Once again it’s time for me, along with many others in the toy industry to make our annual pilgrimage to Hong Kong. Hong Kong is where the toy year really gets going and where we get our first real feel for pricing, buyer outlook and what products look like they are going to have the biggest impact on 2011.
My anticipation is that we are going to see retailers in a positive buying mood, more innovative products, higher price points and much higher prices coming out of China. Here is why:
Positive Buying Mood
This was a very solid Christmas selling season with The New York Times article “Retail Sales Rebound, Beating Forecasts” reporting that “[s]hoppers spent more money this holiday season than even before the recession….[R]retail spending rose 5.5 percent in the 50 days before Christmas, exceeding even the more optimistic forecasts….”
Also, improved inventory controls in many retailers resulted in good sell through and fewer markdowns.
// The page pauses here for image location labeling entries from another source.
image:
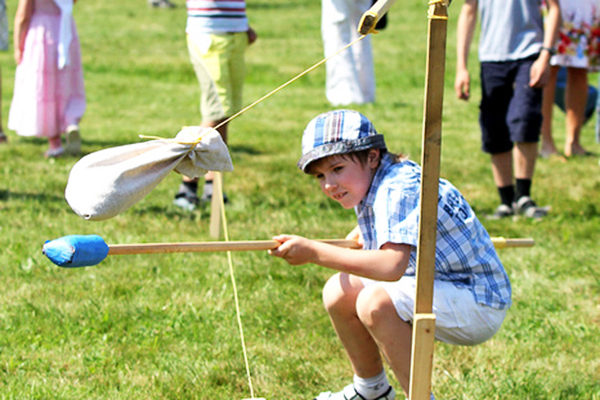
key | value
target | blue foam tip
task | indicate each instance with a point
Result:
(76, 251)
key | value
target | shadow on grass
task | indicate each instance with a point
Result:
(170, 212)
(269, 5)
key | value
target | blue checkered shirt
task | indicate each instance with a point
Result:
(465, 254)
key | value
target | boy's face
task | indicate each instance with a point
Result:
(344, 179)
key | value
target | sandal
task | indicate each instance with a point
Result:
(349, 393)
(528, 208)
(54, 153)
(503, 211)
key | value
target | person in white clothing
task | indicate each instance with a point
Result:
(350, 74)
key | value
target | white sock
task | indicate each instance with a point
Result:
(371, 388)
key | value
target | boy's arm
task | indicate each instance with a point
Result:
(464, 36)
(540, 70)
(387, 264)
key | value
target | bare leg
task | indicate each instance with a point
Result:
(392, 335)
(502, 168)
(575, 101)
(524, 155)
(548, 146)
(339, 296)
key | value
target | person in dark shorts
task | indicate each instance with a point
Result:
(514, 52)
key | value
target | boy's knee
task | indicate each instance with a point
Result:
(340, 291)
(374, 305)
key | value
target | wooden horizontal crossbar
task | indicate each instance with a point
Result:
(255, 245)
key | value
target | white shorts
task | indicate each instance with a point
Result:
(458, 318)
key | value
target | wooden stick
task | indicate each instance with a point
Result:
(215, 206)
(256, 245)
(424, 320)
(199, 247)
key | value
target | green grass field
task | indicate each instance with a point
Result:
(164, 326)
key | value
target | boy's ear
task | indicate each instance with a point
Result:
(374, 157)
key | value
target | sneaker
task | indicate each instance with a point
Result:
(349, 393)
(54, 153)
(502, 211)
(187, 201)
(73, 145)
(528, 208)
(208, 191)
(161, 4)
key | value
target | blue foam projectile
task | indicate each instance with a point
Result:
(76, 251)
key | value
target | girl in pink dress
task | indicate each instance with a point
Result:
(49, 93)
(578, 49)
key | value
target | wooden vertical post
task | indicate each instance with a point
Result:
(424, 320)
(215, 206)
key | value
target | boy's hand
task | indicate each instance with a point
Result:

As a result retailers are going to need products on the shelf. This should put buyers in the mood to buy as they get renewed confidence in their ability to move the goods they buy, in the economy, their shoppers and, most importantly, themselves.
More Innovative Products
Expect to see more innovative products. The recession caused many companies to postpone and cancel the launch of new products, particularly those that had a higher price tag. Consumers are feeling more adventurous so expect retail buyers to be so as well. Manufacturers will have what they are looking for.
Higher price points
That same New York Times article reported that the sale of luxury items increased 6.7% this year.
That means the consumer is willing to buy more expensive products that they see as having value. I don’t think we’ll see a return to $300 robotic horses and dinosaurs but we will see toys selling with a $100 price tag.
China has been experiencing a very strong inflationary period due to a number of issues (demands for higher wages and working conditions as well as too much cash in the economy to name just two). As a result, they have had to allow the Yuan to increase in value. According to the RTT News Global Financial Network “The Chinese Yuan surged up to a new record high against the U.S. dollar in Asian deals on Friday, the last trading day of the year, on speculation China will allow the Yuan to rise in 2011 in an effort to reduce inflation.” This is going to mean higher toy prices with some buyers experiencing sticker shock. Once again, it will be interesting to see how this all plays out as manufacturers float their new prices and buyers push back.
I’ll let you know what I see, hear and experience in Hong Kong. It will be, as always, interesting.